In lme4/lme4: Linear Mixed-Effects Models using 'Eigen' and S4

Evaluation of data and formulae in `lme4`

Trying to decipher/debug evaluation problems in lme4.

There are many possible ways to specify the formula, and the data arguments, that can cause problems when eval() is run later while trying to do downstream analysis with the models (update, drop1, etc.).

Data

If the data argument is missing, variables in the formula are supposed to be looked for in the environment of the formula, or in the calling argument of glmer, or the other now-possible routes down to the place where formulae are evaluated ...
If the data argument is present, variables in the formula are supposed to be looked for first within the specified data frame, then in the places specified in the previous point
the first paradigm (no data argument) seems inherently dangerous/fragile, but we should make it work if we can possibly do so. Mixing the first and second (i.e. taking some variables from an environment and some from within the data argument) seems even worse, but J. Dushoff seemed to think it was reasonable. Is there a good use case we should think about?

Formulae

The safest way to specify formulae is as actual objects of type formula -- because these objects store their environments, which other objects don't. This mitigates some of the possible problems with data listed above.
If possible, we should also try to make it possible for users to specify formulae as objects (typically character) that can be coerced o formulae, as lm() does. The only tricky part here is that in this case we have to try to coerce them within the correct environments ...

Outlook/solutions

We had this mostly sorted out in the previous version/main branch, but we have now broken it somewhat, at least in part because we nested formula evaluation one level deeper than previously.

There are lots of tests in inst/tests/test-formulaEval.R. In particular, we have the test cases

x ~ y + z + (1|r) (formula as formula, in-line)
as.formula(modStr) (formula coerced from a stored string, on the fly)
modForm (formula stored in a variable)
modStr (formula stored as a string)
"x ~ y + z + (1|r)" (formula as string, in-line)

If we needed to we could forbid cases 4 and 5 (i.e. say that the formula argument must be a formula), but the other three cases should definitely work. In principle, all five of these should also work whether or not a data argument is specified; again, if necessary we could insist on a data argument ...
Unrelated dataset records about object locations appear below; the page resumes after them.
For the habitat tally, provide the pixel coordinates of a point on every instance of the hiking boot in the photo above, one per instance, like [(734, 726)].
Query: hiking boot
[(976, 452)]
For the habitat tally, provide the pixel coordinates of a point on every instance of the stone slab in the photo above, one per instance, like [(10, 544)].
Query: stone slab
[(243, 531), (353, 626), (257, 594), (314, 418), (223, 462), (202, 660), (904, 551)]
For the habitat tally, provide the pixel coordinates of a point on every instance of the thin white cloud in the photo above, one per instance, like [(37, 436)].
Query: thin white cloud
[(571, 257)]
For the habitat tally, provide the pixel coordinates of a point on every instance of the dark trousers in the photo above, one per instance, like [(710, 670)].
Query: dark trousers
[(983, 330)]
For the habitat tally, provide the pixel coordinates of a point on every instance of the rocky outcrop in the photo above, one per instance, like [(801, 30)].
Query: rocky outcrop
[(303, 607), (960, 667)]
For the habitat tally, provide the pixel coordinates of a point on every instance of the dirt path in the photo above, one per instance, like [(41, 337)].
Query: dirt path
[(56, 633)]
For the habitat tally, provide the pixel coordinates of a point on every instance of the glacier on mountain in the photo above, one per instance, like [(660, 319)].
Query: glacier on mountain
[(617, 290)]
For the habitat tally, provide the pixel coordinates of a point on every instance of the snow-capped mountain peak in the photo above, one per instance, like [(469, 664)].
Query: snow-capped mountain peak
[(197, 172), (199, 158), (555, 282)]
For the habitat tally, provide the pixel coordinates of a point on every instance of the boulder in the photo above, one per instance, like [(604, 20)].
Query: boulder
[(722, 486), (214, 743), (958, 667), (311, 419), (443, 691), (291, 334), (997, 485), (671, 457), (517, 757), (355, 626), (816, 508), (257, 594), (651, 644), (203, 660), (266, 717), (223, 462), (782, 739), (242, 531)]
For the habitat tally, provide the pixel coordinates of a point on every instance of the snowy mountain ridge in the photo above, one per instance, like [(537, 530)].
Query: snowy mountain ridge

The basic procedure is that within checkFormulaData (which is typically called from [g]lFormula, which is typically called from [g]lmer), we try to evaluate (1) whether there is a data argument, (2) whether the formula argument has an environment or not. If the former, we make the data into an environment and return it to [g]lFormula, to be assigned as the environment of the formula. If the latter, we return the formula's environment, to be (re)assigned as the formula environment. If neither of these is true, we hope for the best and return parent.frame(2L) as the appropriate environment. This works because we have called [g]lFormula with env=parent.frame(1L): therefore since we are in the call stack checkFormulaData < [g]lFormula < [g]lmer, parent.frame(2L) actually goes up to the calling environment of glmer ...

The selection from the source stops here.